Americans are fascinated by acupuncture, millions have had acupuncture, and many individuals think it works. Now, what happened in those thirty years? Part of it is a cultural and social phenomenon, part of it has to do with the fact that the community of acupuncturists were aggressive and seeded themselves throughout the country. Part of it had to do with huge immigration waves from Asia that brought those techniques as well as the acceptance of those techniques.
But two other very important things happened...There was decent evidence emerging that it was useful for some indications, and there were data suggesting how it works. Starting in the 1970s, scientists in China and elsewhere began to show that acupuncture activates certain parts of the nervous system and engages processes that can relieve pain the same way that morphine relieves pain. So if you understand the mechanism and you have some evidence that it works, it becomes a lot easier to accept it as a rational alternative to other approaches.
What do the data say about the benefits of acupuncture?
There are thousands of publications; most of them are not worth their salt. Many are decent studies, but they're small. There are few large studies and we today at the National Center for Complementary and Alternative Medicine are funding the largest ever studies of acupuncture.
We do not yet know whether it is better than conventional non-steroidal anti-inflammatory drugs for the pain of degenerative arthritis. That's a common use, and we don't know. There was enough data to suggest that it was a worthwhile investment.
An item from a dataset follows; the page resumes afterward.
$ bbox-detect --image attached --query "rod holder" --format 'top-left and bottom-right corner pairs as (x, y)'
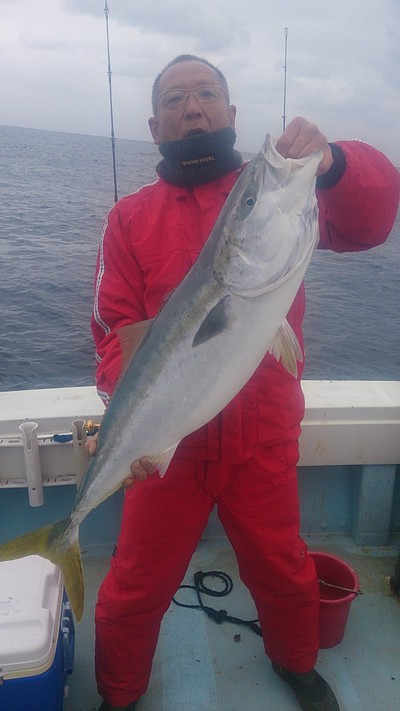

The study at the University of Maryland is enrolling hundreds of aging Americans who have degenerative painful arthritis in the knee and asking whether acupuncture is successful in relieving them of that pain.
Why is there reasonable data that acupuncture is good for dental extractions, but not for degenerative arthritis of the knee? It's because dental extractions are common, it's a very good model to study acute, temporary pain. It's sometimes harder to intervene effectively in chronic pain, so in research you'll often study that from which you can get the best answers. It's not that dental pain is as important a public health problem as arthritis.
When it comes to acupuncture, physicians today struggle to provide comfort for their patients...Now, acupuncture makes sense for pain, because there's a great deal of data saying that it's beneficial for pain. We just don't have data saying it's as good as our other treatments or that it's better than our other treatments or it's more cost-effective than our other treatments.
But for a given individual who is struggling with pain, and you want comfort for that person, acupuncture is practiced widely, there are standardized needles, there's reasonable agreement on approaches for certain uses of acupuncture, and there's reasonable data for certain uses and we have reasonable explanations of how it works. That's enough for physicians to recommend it. It's not enough for physicians to say, "I'm going to use it to treat your lung cancer, I'm going to use it to treat your brain tumor."